In my dreams, art is enough to save lives and change minds. When I see a play dissecting fascism or a photograph of families being reunited, I imagine the leaders of our country and countries around the world being moved to change their ways. I imagine that seeing the destruction of human lives that they have caused will spark empathy deep in their hearts. And then I leave the theater, I turn away from the frame, I put down my brush. Maybe I could live in a world where those hungry for power tear down those around them on their path to the top. In my mind we are separate, and their loss of morality is more a negative on their souls than it is on me. But in this world, a world where ICE shoots protestors dead in the streets, where cops turn off their body cams, and where presidents pardon, those hungry for power don;t just take out their peers. They step on the people below them, building mountains of their bodies to reach higher into the frigid sky where they think true power lies. What can art do? It can’t bring anybody back.
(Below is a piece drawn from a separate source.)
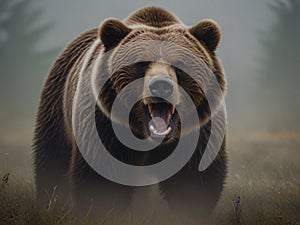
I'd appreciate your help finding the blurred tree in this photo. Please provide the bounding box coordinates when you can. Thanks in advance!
[0,0,58,119]
[259,0,300,130]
It can’t shield the next generation from the bullets.

Max A said...

It’s absolutely insane to me that there is essentially a warzone happening in one of our major cities, and I hear few people talking about it, few news outlets treating it as serious as it is, and tactless presidential accounts of it. (Maybe that last part isn’t as surprising.) I think that theaters stopping performances and helping by going out into the communities says a lot about how bad the state of things is in Minneapolis - fascism is the death of art, and for things to be so perilous that theaters are stopping performances? Why don’t we talk about this everywhere? Why did I have to find out from TikTok that ICE tear gassed a car with a six month old infant in it, and that the baby stopped breathing? I think these theaters are showing that life is dangerous. They’re serving their community more than the government itself–in fact they're protecting the people from the government.

Arden said...

It’s truely heartbreaking to see what is happening in Minnesota and all around the U.S right now with ICE. I have family in Minneapolis, who are fully citizens of the united states, but they aren’t white and therefore they have to be careful when they go out because it could be dangerous. It’s so bad that my generally fairly conservative grandmother has been texting the family groupchat paragraphs of text about how it’s heartbreaking to see what ICE is doing, and that it needs to stop. Theater has and always will be political, and offer opportunity to express feelings and stand up for what is right through art. I love that as part of continuing protests against ICE, the theaters have been using their voices to fight what is happening. In 2020 when BLM protests were happening in Minneapolis after George Floyd’s death, activism beginning in Minnesota was able to have a huge impact, and I sincerely hope that this can spark real change, because a world in which Cops and ICE agents can shoot innocent people is a world that really fucking sucks.